4. Live Off the Interest and Dividends

Interest rates are not dependable and companies can cut dividends. Your financial assets are there to be used to create a comfortable lifestyle for you. When you stress-test your plan against various return, inflation and spending scenarios, you’ll often see that it is perfectly okay to spend principal at times. Instead of hearing how people “won’t touch the principal” I wish I heard people talking about how they had stress tested their income needs and thus they knew how much they could withdraw each year regardless of the amount of interest or dividends paid that year.

5. Pay Off All Debt and Don’t Finance Anything

Most companies maintain debt as part of a solid corporate finance strategy.

Financially successful families might be better off pursuing a similar strategy instead of focusing efforts on debt reduction. As your assets grow, the amount of good debt you carry can grow also. Instead of hearing higher net worth folks talk about paying extra on the mortgage, I wish I heard more talk about how to use smart debt as part of a strategic financial plan.

6. Take the Lump Sum

Many companies that offer a pension offer a lump sum payout option.
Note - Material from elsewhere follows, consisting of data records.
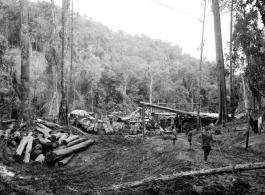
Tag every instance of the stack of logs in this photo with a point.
(94, 126)
(44, 145)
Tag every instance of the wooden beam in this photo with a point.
(70, 139)
(65, 161)
(57, 154)
(80, 140)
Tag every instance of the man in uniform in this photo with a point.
(207, 138)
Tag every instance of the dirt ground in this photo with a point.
(115, 160)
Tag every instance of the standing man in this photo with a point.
(207, 138)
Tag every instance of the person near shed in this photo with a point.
(207, 138)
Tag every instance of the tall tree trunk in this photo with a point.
(151, 89)
(6, 26)
(245, 95)
(200, 79)
(232, 105)
(223, 114)
(91, 93)
(25, 59)
(72, 47)
(63, 111)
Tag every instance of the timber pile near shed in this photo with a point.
(43, 142)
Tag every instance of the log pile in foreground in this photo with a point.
(44, 142)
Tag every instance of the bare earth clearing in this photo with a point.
(115, 160)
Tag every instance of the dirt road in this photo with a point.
(115, 160)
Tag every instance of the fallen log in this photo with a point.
(22, 145)
(77, 141)
(39, 159)
(17, 136)
(44, 127)
(80, 131)
(9, 130)
(28, 150)
(55, 136)
(65, 161)
(45, 133)
(63, 137)
(96, 127)
(228, 169)
(2, 134)
(57, 154)
(55, 145)
(105, 127)
(69, 139)
(109, 127)
(49, 124)
(6, 122)
(37, 150)
(45, 142)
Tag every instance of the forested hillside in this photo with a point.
(110, 70)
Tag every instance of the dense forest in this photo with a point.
(110, 70)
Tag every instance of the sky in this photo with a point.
(159, 22)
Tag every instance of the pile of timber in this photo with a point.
(94, 126)
(44, 142)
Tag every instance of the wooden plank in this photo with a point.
(80, 140)
(65, 161)
(57, 154)
(69, 139)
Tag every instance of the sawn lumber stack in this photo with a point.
(45, 142)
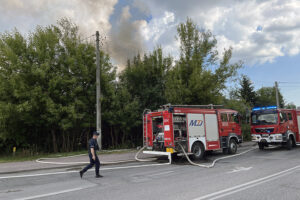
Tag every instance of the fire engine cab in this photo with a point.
(196, 128)
(273, 126)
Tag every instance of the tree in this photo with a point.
(246, 92)
(290, 106)
(199, 76)
(47, 87)
(266, 96)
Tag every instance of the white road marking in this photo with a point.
(68, 172)
(232, 190)
(162, 173)
(239, 169)
(51, 194)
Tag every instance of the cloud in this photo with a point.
(126, 39)
(258, 31)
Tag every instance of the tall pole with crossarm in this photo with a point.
(98, 91)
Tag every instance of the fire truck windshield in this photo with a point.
(264, 118)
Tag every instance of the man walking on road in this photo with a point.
(94, 160)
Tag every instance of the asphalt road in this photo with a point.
(269, 174)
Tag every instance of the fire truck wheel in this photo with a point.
(225, 150)
(232, 147)
(198, 151)
(261, 146)
(289, 143)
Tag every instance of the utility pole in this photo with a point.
(98, 92)
(277, 97)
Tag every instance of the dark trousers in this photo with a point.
(95, 162)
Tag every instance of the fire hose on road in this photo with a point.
(190, 161)
(216, 160)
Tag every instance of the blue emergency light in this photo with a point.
(264, 108)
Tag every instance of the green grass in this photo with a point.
(19, 157)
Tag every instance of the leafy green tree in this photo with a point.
(200, 75)
(47, 87)
(246, 92)
(290, 106)
(266, 96)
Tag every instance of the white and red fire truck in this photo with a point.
(273, 126)
(196, 128)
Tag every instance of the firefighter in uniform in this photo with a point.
(94, 160)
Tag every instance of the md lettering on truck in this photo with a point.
(196, 123)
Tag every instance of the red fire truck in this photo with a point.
(273, 126)
(196, 128)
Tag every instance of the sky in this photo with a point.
(264, 34)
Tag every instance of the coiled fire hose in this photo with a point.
(214, 162)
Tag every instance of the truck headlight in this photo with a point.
(278, 137)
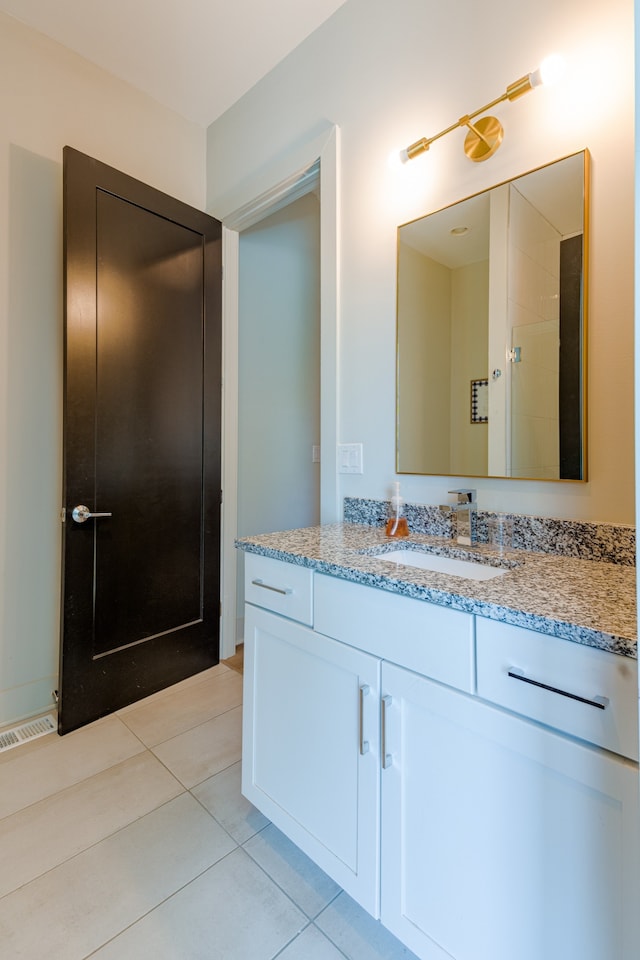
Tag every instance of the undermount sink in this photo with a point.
(469, 569)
Many people assume they are better off in control of the money and that they can earn a decent rate of return by investing that money. Pension plans are professionally managed, and when viewed in terms of possible outcomes and life expectancy, the lump sum option may not be the best choice. Instead of hearing people talk about taking the lump sum I wish I heard more people run a thoughtful comparison of the lump sum vs. annuity options before making a decision.

7. Plan As If You Won’t Live That Long

Life expectancy affects many retirement decisions. Too many people make a decision “just in case” they pass early, when in fact, statistics tell us the more likely outcome is that they will live longer. Financial decisions should be made, at a minimum, as if you live a few years past average life expectancy. Your future you will thank you for looking at it this way. Instead of hearing people say “I might not live that long” I wish I heard more people make decisions that would put the 88-year-old them in the best financial situation possible.